You don’t need to be friends with them just because you want to sound cool. If nobody was an asshole, you can eventually be friendly again but the no-contact rule, at least for a while is important.
You need the distance to see things clearly
Has it ever happened to you that you look back at your ex and wonder why were you so hyped up about him? Why did you think he was this magnificent person? Why did you think you’d never find someone like him? Maybe that’s exactly what you need. At least, if you want a different relationship outcome! Distance will help you see things clearly. Your boyfriend is a mere mortal, one that wasn’t meant for you. Your incompatibility is shining through the cracks in your relationship. Once you accept this isn’t for you, the breakup will become easier.
You both need to manage your own emotions
I don’t make my ex responsible for my feelings. If I am feeling especially vulnerable, I won’t call him to soothe me. If I get a bad mood swing and feel resentful towards him, I won’t go on telling him that he wronged me. I am responsible for my own emotions and he is responsible for his. The no-contact rule ensures you don’t become a victim of his anger and resentment fits.

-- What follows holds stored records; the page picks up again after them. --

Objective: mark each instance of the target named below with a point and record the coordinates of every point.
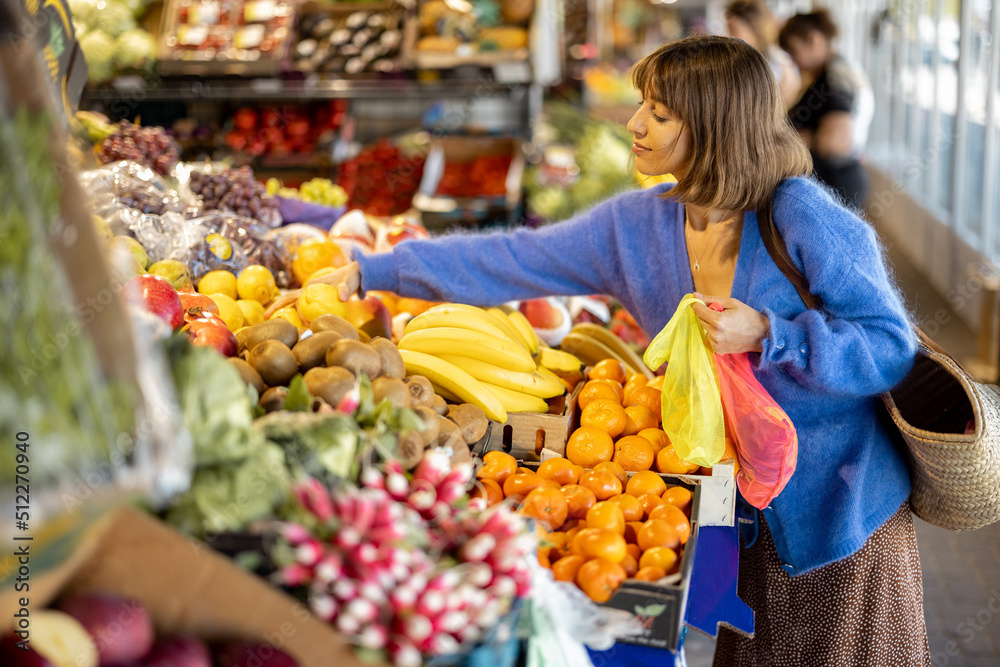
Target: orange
(588, 446)
(649, 502)
(648, 573)
(632, 529)
(630, 564)
(634, 382)
(598, 543)
(631, 507)
(673, 515)
(649, 397)
(644, 482)
(656, 437)
(603, 484)
(565, 568)
(521, 484)
(657, 533)
(559, 470)
(579, 499)
(605, 414)
(599, 578)
(679, 496)
(488, 489)
(497, 466)
(633, 452)
(594, 390)
(608, 516)
(615, 469)
(667, 461)
(608, 369)
(638, 418)
(547, 505)
(664, 558)
(615, 386)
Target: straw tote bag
(949, 422)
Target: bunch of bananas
(488, 357)
(592, 343)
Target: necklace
(697, 258)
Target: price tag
(259, 11)
(512, 72)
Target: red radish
(210, 331)
(156, 295)
(178, 652)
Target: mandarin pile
(598, 527)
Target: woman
(751, 21)
(835, 109)
(836, 554)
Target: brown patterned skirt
(866, 609)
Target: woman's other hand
(737, 328)
(347, 280)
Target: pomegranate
(157, 295)
(210, 331)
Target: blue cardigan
(825, 368)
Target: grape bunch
(151, 146)
(235, 190)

It helps you break some habits
The worse thing, or at least the most difficult one to get over is the habit you have of him being around. You always called him the first thing in the morning. Your days ended with wishing him goodnight. You shared how your day went. Maybe he was the one you’d always have, whether you want to rant, go out for a drink or simply spend a holiday with. But now suddenly, there’s a void. You have the itch to call him and tell him about that funny thing that happened at work. But you can’t. It hurts but these habits have to be broken. The no-contact rule will help your breakup feel real and not just a namesake thing.
You need to let go of the hope
The thing is if we keep talking to them and being as close as we used to be, there will always be hope in your heart. You will be in denial; you will act like you don’t care. This is because you don’t want to admit that you are still not over them. If you’re not dating again or if you still get jealous if they talk to someone else, you’re not over them. A breakup is a breakup when you shred that last piece of hope left. The no-contact rule will help you to bury that hope and never look back at it again.
You avoid becoming friends with benefits
Two days ago you were horny for each other. Then you breakup and it’s not like your desires will suddenly die. In fact, your horniness for each other will be even more amplified because it’s now forbidden. So you casually meet over a few drinks because you guys are friends and friends can meet for drinks or so you tell yourself. One thing leads to another and now you are sexing it up with him. This time, with no strings attached, it was even better! That’s not good if you want to get over him! The no-contact rule will help you avoid becoming friends with benefits with him.